Единственное исключение составляло большое «зало» — гостиная, где отец принимал своих знакомых и родственников и где самое почетное место занимала сувенирная коллекция, привезенная из Америки и Европы. Она помещалась в большом застекленном ящике-параллелепипеде из черного дерева и была составлена, как писал Шаламов, «по знаменитому принципу Музея естественной истории в Нью-Йорке, где бывал отец», — принципу подлинности: «индейские стрелы, алеутские топоры, культовые предметы эскимосов и алеутов — маски шаманов и орудия еды, моржовый клык во всем его желтоватом блеске лежали тут же…»
Договорившись не пересказывать автобиографические произведения Шаламова, в данном случае «Четвертую Вологду» — пусть читатель сам насладится ее блестящей подробной достоверностью, — остановимся лишь на самом существенном, заключенном в ней, а также и в неопубликованных набросках к этой книге.
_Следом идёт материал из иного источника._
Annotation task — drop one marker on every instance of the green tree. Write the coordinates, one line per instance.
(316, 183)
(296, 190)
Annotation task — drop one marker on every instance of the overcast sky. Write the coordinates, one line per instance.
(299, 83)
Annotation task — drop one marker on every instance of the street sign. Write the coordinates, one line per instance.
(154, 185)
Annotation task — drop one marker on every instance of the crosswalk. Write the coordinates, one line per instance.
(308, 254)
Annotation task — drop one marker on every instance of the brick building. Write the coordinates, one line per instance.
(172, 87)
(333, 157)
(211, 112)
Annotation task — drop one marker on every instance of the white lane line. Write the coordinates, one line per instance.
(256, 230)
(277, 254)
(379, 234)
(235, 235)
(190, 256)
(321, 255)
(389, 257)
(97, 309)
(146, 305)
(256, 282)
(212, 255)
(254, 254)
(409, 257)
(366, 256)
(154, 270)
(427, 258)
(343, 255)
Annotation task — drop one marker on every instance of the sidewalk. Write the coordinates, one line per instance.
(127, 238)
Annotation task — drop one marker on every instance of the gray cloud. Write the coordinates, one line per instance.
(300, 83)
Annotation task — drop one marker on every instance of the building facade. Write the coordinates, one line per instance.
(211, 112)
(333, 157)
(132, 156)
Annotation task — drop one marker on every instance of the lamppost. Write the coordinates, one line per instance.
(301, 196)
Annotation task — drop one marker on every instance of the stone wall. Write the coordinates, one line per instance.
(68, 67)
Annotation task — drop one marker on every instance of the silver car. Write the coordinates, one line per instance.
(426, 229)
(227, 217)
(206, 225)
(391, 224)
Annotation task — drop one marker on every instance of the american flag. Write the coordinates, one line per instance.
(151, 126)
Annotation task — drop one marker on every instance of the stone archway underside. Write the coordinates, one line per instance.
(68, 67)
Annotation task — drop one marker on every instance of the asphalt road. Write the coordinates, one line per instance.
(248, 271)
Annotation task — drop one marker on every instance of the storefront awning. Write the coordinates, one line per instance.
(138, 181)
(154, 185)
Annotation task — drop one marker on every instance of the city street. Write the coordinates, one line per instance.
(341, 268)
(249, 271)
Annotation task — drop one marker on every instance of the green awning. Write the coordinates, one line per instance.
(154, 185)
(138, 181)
Коллекция, как замечал Шаламов, «вполне отвечала тщеславию отца». Но ее важнейшая роль, по иронической формулировке писателя, состояла в том, что она «должна была высечь искру из моего "медного лба", чтобы загорелся свет не столько божий, сколько Прометеев… Лбы моих братьев, наверное, уже были испытаны этим домашним музеем и не дали желаемого результата…».
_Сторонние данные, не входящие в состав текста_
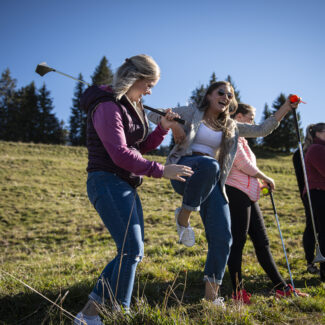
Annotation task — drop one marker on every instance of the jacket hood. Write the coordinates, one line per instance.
(95, 94)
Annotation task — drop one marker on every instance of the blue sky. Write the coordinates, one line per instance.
(267, 47)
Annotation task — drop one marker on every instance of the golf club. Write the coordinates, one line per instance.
(284, 250)
(319, 258)
(42, 69)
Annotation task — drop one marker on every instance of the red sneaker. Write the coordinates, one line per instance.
(242, 296)
(289, 291)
Самое существенное здесь то, что отец, считавший себя «великим педагогом», был сторонником весьма жестких методов воспитания и рассматривал каждого нового ребенка в семье как повод для очередного эксперимента. Очевидно, что в этом тоже сказался прагматизм о. Тихона, приобретенный в Америке. Среди других следов этого влияния можно выделить и его «ненависть к пустым разговорам», и свою манеру одеваться («Короче! Короче!» — эти приказы касались не только прически, но и рясы), и, пожалуй, самое главное — всегдашнее стремление к «паблисити», к тому, чтобы демонстрировать свои умения, свое превосходство перед другими («скромность отец не считал достоинством»). Наиболее красочно это проявлялось в знаменитом на всю Вологду «спектакле», когда отец выходил во двор дома и на глазах зевак и желающих поучиться приступал к сложным столярным работам — наращиванию бортов очередной лодки. «Поп с рубанком!» — эта неслыханная для Вологды (да, пожалуй, и для всей России) картина была своего рода вызовом провинциальному общественному мнению, а также и вызовом всему степенному православному сообществу.
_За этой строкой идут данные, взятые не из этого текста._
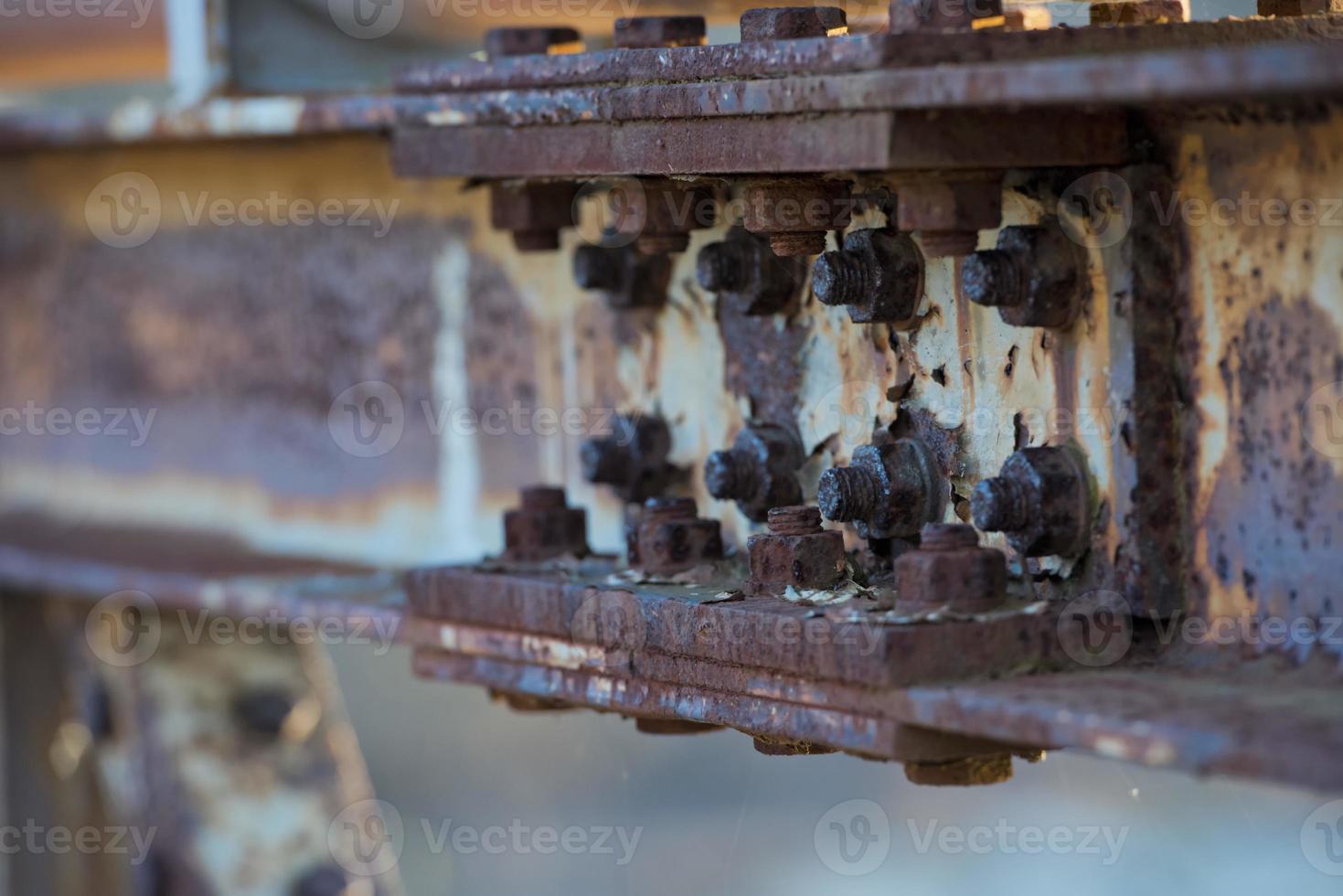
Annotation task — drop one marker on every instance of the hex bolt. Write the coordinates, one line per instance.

С основанием иронизируя над склонностью отца к театральности, Шаламов, как представляется, все же недооценил (или недопонял, или понял слишком односторонне) эту грань его новоприобретенной «американской деловитости», не увидел ее связи со всем смыслом кипучей деятельности отца после возвращения с Кадьяка. Что значили, скажем, разнообразные домашне-хозяйственные увлечения и новации, казалось бы, вполне благополучного соборного священника? Наверное, вся его масштабная деятельность — с содержанием при доме коз, свиней, гусей, уток, кур, с постоянными выездами на рыбалку, с обязательными припасами в подвале и столь же обязательным привлечением детей к хозяйству (то, что писатель резюмирует резкими словами: «И все это я ненавидел»), — если и служила пресловутому «паблисити», то очень косвенно. Скорее можно полагать, что она была направлена прежде всего на поддержание благополучия семьи, а также на сохранение независимого положения на церковной службе. Подчеркивая, что служба в городском соборе устраивала отца тем, что позволяла обойтись без нелюбимых им «пошлых» треб по домам с непременными угощениями, Шаламов, по-видимому, не вполне осознавал значение хозяйства как единственной возможности для отца сохранить то и другое.